Pulses do not play a role in forecasting as they are “expected to not exist in the future” whereas the other three do. Let's state here that of course there are exceptions and sometimes outliers should be allowed! Early on in the development of time series solutions’ researchers (including us) recognized that while Pulses were important incorporating them led to an unwarranted rosy view of forecasting uncertainty. Forecasting uncertainty was also plagued by the fact that no consideration is made for the uncertainties in parameter estimates as the well-known (but ignored until now) Box-Jenkins procedures tacitly assumed that the estimated parameters are identical to the unknown population parameters as the only contributor to the computation of the confidence limits were the psi weights and the error variance.
In the forecasting context, removing outliers is can be very dangerous. If you are forecasting sales of a product and let’s assume that there was a shortage of supply thus there are periods of time with zero sales. Recall that sales data is not demand data. The observed flawed time series then contains a number of outliers/pulses. Good analysis detects the outliers, removes them or in effect replaces the observed values with estimates and then proceeds to model and then forecast. You assumed that no supply shortage like this will happen in future. In practical sense, you compressed your observed variance and estimated error variance. So, if you show the confidence bands for your forecast they will be tighter/narrower than they would have been if you did not remove the outliers. Of course, you could keep the outliers, and proceed as usual, but this is not a good approach either since these outliers will distort the model identification process and of course the resultant model coefficients.

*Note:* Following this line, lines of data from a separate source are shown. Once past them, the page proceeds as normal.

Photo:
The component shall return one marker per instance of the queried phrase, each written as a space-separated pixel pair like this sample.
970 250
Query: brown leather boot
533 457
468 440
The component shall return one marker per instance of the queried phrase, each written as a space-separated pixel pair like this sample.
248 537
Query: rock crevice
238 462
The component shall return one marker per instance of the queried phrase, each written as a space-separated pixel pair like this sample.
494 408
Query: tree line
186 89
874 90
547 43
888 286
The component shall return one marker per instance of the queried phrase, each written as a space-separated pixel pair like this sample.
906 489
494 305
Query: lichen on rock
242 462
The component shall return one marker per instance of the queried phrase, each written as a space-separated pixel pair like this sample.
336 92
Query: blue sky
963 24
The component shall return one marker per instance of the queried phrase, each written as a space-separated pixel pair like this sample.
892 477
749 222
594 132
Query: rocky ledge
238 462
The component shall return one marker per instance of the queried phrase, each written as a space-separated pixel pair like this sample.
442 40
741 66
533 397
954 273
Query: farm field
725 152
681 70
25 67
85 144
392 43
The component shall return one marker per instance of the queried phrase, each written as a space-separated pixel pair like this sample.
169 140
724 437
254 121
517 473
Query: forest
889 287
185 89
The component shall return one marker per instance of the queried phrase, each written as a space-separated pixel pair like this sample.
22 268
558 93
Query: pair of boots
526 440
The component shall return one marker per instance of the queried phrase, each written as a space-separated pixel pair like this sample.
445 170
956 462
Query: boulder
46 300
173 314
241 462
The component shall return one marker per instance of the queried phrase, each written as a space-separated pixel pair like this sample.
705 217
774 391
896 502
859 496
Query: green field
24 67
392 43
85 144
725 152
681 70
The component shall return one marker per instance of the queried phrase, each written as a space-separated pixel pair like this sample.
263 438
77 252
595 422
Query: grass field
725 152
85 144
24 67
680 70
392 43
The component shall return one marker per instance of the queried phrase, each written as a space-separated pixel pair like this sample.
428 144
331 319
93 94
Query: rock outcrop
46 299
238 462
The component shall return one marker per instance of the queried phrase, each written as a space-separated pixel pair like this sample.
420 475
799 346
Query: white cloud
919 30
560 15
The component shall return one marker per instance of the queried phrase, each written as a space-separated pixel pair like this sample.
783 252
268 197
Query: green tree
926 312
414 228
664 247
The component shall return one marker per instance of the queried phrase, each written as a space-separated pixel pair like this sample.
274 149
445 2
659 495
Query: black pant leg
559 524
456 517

A better approach in this case is to continue to require an error distribution that is normal (no fat tails) while allowing for forecast uncertainties to be based upon an error distribution with fat tails. In this case, your outlier will not skew the coefficients too much. They'll be close to the coefficients with an outlier removed. However, the outlier will show up in the forecast error distribution. Essentially, you'll end up with wider and more realistic forecast confidence bands.
AUTOBOX provides an integrated and comprehensive approach to identify the outliers using the rigorous Intervention Detection procedure leading to robust ARIMA parameters and delivering a good baseline forecast. It now develops simulated forecasts which are free of pulse effects thus more correctly reflecting reality. In this way, you get the best of both worlds namely a good model with a good baseline forecast and more realistic confidence limits that INCLUDE OUTLIERS for the forecast. These uncertainties obtained via simulation have the benefit that they do not assume zero pulses in the future, but rather reflect their random reoccurence and secondly that the estimated model parameters are known without error.
So, you have robust parameter estimates and more realistic forecast uncertainties. Now it is time to go ask your software vendor about this or find a new tool!